Midlands
Innovation: A perineal trauma clinic based at Birmingham Women’s Hospital for women who have sustained injuries following childbirth and developed symptoms such as anal incontinence
Mr Simon Radley
Queen Elizabeth Hospital and Selly Oak Hospital, Birmingham
Job title: Senior lecturer and honorary consultant surgeon
Specialty: General and colorectal surgery
Women who sustain injuries during childbirth are often very traumatised and are rarely given a thorough follow-up service or access to counselling, says Birmingham senior lecturer and honorary consultant surgeon Mr Simon Radley. “These women are often first-time mothers who are passed between ‘pillar and post’ within the hospital setting which makes them understandably angry and makes their symptoms more difficult to treat,’ he adds.
In a bid to improve these women’s experiences, a monthly perineal trauma clinic has been set up to give women who have sustained an injury and a repair after a vaginal birth access to specialised advice and care from an obstetrician, a urogynaecologist and Mr Radley, a consultant colorectal surgeon.
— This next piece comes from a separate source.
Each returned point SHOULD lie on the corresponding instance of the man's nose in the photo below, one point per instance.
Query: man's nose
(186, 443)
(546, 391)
He says: “These women leave the hospital and they are seen by a midwife. They may get a follow-up appointment with an obstetrician, but that’s not universal. We felt that these women needed extra input and so six weeks after their baby arrives they are referred to the clinic and we investigate the extent of their injuries, whether they have symptoms such as anal incontinence or perineal pain and we give them advice on possible treatment.
“It’s not a huge number of women, about 30-40 a year at this hospital, who are affected and neither is it a life threatening disease, but this is a serious quality of life issue. Many of these women have minor or major forms of anal incontinence and have not felt able to leave the house since they’ve had their baby. Many have not been able to talk to anyone about it. They may experience pain during intercourse and are frightened about what will happen if they want to have another baby.
“We try and talk through what has happened to them, what their symptoms are and how we are going to manage them. We can give them advice about surgery which gives a 70 – 80 per cent chance of improving their continence and we can also give them dietary advice and information about bulking agents and anti-diarrhoeal agents which help in many cases. We don’t have all the answers but at least we can give patients a feeling somebody is interested and prepared to listen.
The clinic has been running for nearly a year and is funded by existing resources and the women who have come through are very grateful for the support they have had," says Mr Radley. “By investigating this cohort of women, we hope to measure the impact the clinic has on their ability to cope in the future.”
Mr Radley works 10-hour days and is regularly on call. He says: “I need more time for everything and patients with complicated problems need time. I like talking to patients and if I could spend more time with them I could solve more problems. A five minute appointment is not enough and patients would not be impressed, it depends on whether you want quality or quantity.”